We know that adversaries have to run a sequence of actions along the intrusion kill chain to succeed with their mission. This includes network and endpoint activity from delivery of malicious code, to command and control, to lateral movement, to exfiltration. 

Wouldn’t you want all of that telemetry collected in the cloud so that your machine learning algorithms could do something with it? 

Well, that’s what XDR is. The X stands for “everything:” everything with respect to detection and response. The point is that you collect all of the telemetry along the intrusion kill chain and develop machine learning algorithms to search for adversary activity. 

XDR is relatively new to the tool box, but that’s the direction the entire industry is moving toward, regardless of which SIEM school of thought that will eventually win.

The impact of machine learning on network defenders.

You may have noticed that in all of this discussion, there is no workable on-prem SIEM solution. If you’re going to collect all of the data you need for your XDR machine learning algorithms to work, the only viable way to do that is to store it in some vendor’s cloudy infrastructure. In other words, you’re going to have to get comfortable storing your telemetry data in one or more security vendor’s data centers. 

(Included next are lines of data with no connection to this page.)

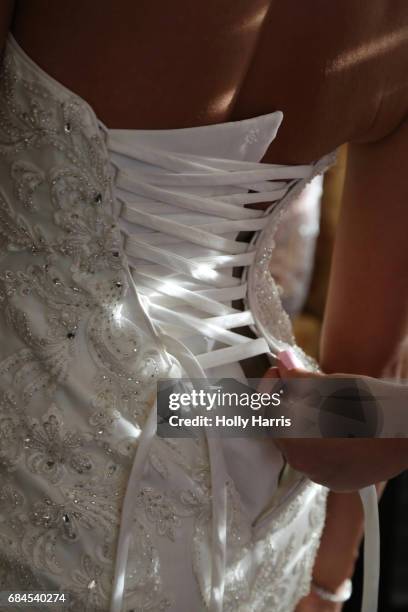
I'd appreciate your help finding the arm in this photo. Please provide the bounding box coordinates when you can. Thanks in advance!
[292,120,408,611]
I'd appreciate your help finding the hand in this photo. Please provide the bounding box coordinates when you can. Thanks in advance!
[265,364,408,491]
[295,591,343,612]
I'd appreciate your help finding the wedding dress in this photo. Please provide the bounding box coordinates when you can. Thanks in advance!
[0,36,352,612]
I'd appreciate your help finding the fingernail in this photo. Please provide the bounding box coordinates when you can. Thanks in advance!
[278,349,303,370]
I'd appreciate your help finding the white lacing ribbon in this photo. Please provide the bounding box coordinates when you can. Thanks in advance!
[107,133,313,369]
[106,131,311,612]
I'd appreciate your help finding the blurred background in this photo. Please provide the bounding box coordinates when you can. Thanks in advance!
[271,147,408,612]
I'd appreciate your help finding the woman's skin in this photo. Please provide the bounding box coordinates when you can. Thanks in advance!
[0,0,408,612]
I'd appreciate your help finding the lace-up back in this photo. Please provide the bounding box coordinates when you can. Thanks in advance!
[0,38,331,612]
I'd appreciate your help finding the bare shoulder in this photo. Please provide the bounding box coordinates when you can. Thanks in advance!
[237,0,408,162]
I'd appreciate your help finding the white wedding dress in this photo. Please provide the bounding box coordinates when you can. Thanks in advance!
[0,36,333,612]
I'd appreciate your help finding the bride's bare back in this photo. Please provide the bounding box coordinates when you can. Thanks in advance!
[4,0,408,163]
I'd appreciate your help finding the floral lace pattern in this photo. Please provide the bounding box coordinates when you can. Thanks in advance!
[0,35,324,612]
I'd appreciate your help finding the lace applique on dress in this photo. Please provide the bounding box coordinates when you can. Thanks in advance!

Take a deep breath. I know that is a hard pill to swallow. I already hear you saying things like, I’m not going to let some third party store my network data. I am going to keep trying to do it the old way because the risk is too high. 

I’m here to tell you that the risk of not using the cloud so that you can take advantage of these automatic machine learning capabilities is far greater than the risk of storing most of your networking data there. Our cyberspace adversaries have automated their attacks. We’re never going to win if we cannot automate our response.

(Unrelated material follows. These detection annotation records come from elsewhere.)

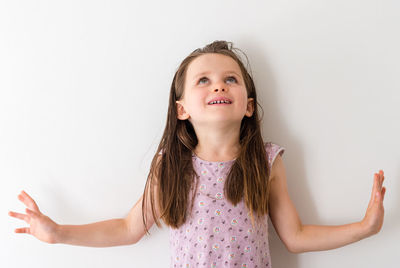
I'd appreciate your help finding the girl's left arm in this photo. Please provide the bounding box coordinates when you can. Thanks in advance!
[269,154,386,253]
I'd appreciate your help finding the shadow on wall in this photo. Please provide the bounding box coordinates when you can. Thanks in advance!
[239,36,400,268]
[239,37,320,268]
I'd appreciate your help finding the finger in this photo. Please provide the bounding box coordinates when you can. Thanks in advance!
[8,211,29,223]
[379,170,385,188]
[25,208,39,218]
[368,173,378,206]
[18,191,39,212]
[14,227,31,234]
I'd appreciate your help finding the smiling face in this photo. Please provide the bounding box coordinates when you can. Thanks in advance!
[176,53,254,125]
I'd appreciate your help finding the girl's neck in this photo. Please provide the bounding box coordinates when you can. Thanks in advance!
[193,137,240,162]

And if you’re a government network defender, you’re starting to panic because you can see that this is the only way forward, but you do not see a clear path to get there. But governments and the military are going to have to get comfortable storing their data in the public cloud infrastructure, the Amazons, the Googles, and the Microsofts of the world. 

And I know that sounds really scary to a government crowd but it is inevitable. You can fight it, but you are going to eventually end up there in the long run. As Kyle Reese said to Sarah Connor in the original Terminator movie. “Come with me, if you want to live.”

Store your data in a cloudy environment if you want to live.